Il merito di Rosselli nel suo “Carlo Pisacane”, di cui Leogrande riporta un ampio stralcio, sta non solo nel ripercorrere passo per passo la Spedizione di Sapri, ma nell’analizzare le influenze sulla formazione del pensiero socialista di Pisacane, che si possono riscontrare preminentemente in quello francese di Blanc e Proudhon, oltre a vari influssi del citato Herzen. Ma soprattutto Rosselli indaga sulla storia personale di Pisacane, personaggio ribelle sin dalla gioventù. Con una lettera definita scandalosa dal regime borbonico, giustificò la decisione sua e di Enrichetta Di Lorenzo, sposata con figli, di fuggire dal Regno in nome della emancipazione della donna (quello di Enrichetta era un matrimonio combinato) e del loro diritto alla felicità. Concetti estremi all’epoca, le passioni che si fanno manifesto di libertà a tutti i livelli e che quasi vanno a fare il paio con la ricerca compulsiva, che accompagnerà Pisacane negli anni a seguire, per una nuova teorizzazione dottrinale tesa allo studio del miglioramento sociale delle classi disagiate. La storia, o per dirla con Herzen, la “tetra poesia” del Duca di San Giovanni è in breve qui.

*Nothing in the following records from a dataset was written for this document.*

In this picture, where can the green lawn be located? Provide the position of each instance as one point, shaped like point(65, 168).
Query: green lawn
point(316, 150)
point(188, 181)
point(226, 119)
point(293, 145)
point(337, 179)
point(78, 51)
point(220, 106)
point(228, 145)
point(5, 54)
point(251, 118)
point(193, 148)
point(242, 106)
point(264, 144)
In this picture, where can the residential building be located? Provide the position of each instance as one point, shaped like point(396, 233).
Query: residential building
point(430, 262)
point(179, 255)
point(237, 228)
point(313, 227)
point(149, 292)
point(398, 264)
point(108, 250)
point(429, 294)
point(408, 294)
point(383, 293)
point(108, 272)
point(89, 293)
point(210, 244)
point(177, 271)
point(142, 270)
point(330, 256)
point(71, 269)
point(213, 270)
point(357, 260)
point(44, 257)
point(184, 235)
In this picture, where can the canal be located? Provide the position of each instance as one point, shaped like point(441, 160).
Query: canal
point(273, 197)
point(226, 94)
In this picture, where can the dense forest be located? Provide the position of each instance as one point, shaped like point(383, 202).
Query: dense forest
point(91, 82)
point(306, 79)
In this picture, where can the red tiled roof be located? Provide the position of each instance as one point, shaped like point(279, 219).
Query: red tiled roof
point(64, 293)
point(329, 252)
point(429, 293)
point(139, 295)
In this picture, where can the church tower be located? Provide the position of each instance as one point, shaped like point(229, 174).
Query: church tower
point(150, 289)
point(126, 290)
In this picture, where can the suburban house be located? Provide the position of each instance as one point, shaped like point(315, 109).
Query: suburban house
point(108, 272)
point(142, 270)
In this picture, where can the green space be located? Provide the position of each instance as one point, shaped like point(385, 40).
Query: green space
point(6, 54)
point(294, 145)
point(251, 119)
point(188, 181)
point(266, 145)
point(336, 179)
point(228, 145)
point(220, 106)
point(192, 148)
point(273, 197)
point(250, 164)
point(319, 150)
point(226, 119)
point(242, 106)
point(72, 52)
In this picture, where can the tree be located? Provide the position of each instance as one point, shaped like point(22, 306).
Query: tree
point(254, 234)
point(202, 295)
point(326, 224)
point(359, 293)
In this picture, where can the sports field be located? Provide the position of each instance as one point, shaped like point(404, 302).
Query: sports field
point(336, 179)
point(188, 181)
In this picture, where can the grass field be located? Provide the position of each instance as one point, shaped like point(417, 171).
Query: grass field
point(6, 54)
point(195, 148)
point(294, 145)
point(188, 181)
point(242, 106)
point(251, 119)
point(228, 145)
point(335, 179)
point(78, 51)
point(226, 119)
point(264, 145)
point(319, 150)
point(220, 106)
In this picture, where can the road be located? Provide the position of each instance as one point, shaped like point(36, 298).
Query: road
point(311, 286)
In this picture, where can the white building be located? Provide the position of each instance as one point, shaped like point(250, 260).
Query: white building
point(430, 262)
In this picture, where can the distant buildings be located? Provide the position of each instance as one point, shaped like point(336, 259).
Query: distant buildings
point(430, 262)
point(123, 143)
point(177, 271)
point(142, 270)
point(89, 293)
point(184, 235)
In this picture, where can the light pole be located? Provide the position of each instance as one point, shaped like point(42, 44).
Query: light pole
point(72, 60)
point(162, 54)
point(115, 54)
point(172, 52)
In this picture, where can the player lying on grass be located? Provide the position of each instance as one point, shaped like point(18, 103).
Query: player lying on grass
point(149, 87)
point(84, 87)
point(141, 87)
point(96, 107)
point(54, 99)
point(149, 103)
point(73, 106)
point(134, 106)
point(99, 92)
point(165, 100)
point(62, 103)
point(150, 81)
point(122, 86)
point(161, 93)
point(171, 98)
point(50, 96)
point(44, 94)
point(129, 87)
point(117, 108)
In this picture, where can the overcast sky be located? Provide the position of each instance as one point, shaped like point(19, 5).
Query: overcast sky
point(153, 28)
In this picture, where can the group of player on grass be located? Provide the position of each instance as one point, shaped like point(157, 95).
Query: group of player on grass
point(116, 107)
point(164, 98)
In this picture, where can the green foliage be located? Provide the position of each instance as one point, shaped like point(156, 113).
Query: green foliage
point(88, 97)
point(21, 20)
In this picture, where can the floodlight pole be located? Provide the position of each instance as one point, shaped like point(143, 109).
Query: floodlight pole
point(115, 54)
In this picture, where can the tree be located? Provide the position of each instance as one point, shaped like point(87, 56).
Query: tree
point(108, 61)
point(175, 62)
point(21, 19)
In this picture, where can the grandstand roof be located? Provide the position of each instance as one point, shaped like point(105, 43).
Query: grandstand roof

Pur di portare a termine le sue teorie e i suoi appunti, oggi possiamo dirlo con un po’ di contezza, Carlo Pisacane arrivò a distrarsi dinanzi ai lamenti che provenivano da Napoli da parte del Comitato presieduto da Giuseppe Fanelli e che lo avvertiva di tante cose che non andavano nel verso giusto per il successo della Spedizione. E di questo Pisacane ne fu consapevole come si legge nel suo “testamento politico”.
Oggi Mazzini, Cattaneo, Pisacane come padri della democrazia sono ingiustamente caduti nell’oblio, ma non le loro idee che rimangono insite nel nostro modo di agire e vigilano nelle dinamiche odierne; come osserva Leogrande “non c’è libertà senza indipendenza, e non c’è indipendenza senza un sufficiente grado di autonomia che può essere raggiunto solo nel superamento della frantumazione territoriale. Una penisola ridotta in granelli di sabbia non può che essere soggetta a quei venti che spireranno più forti”.